Fintech development isn't like building a typical SaaS product. The stakes are higher, compliance requirements are stricter, and the technical challenges are unique. Here are four real-world projects that showcase how we approach fintech development.
Case Study 1: Bank Credit Collection System
The challenge: build a flexible credit collection system accessible via VPN architecture. We delivered a complete system in 6 months using Oracle backend, ReactJS frontend, and .NET microservice architecture. The key was designing for process flexibility — the bank needed to change collection workflows without code changes.
Case Study 2: Rebuilding a Legacy Banking System
A Top 10 New York bank needed their outdated system rewritten.

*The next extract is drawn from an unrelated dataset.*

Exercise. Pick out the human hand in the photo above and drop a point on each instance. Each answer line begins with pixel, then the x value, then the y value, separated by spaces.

Rather than a complete rebuild (too risky for a live banking system), we took a selective approach: critical bugs got complete module rewrites, while non-essential issues received targeted fixes.
The tech stack spanned Java backend, .NET integration via API, and a migration from legacy ASP.NET to .NET web app with AngularJS. The team was massive: 10+ Java devs, 10 .NET devs, 28-person QA team, 4 business analysts, and 2 US client specialists.
Case Study 3: US Auditing Firm UX Improvement
A Top 4 US auditing company needed a complete UX overhaul within a strict 1-year deadline. Our strategy: separate the monolithic UI into independent modules and convert audit documentation into intuitive quiz-formatted flows. The result was a dramatically improved user experience delivered on time with 15 Ukrainian developers and 6 QA specialists.
Case Study 4: Multilevel Microservices Rebuild
A web analytics company needed to restructure their accounting and billing systems with external integrations (Zuora, Recurly, Plimus). We migrated from AngularJS to ReactJS, implemented Docker-based infrastructure with auto-scaling, and rebuilt the data layer on MySQL/Redshift with Redis caching and OLAP cubes. The team: 150 developers.
What all four projects have in common: deep understanding of financial regulations, comprehensive security practices, and the ability to communicate effectively with financial professionals who speak a different language than engineers.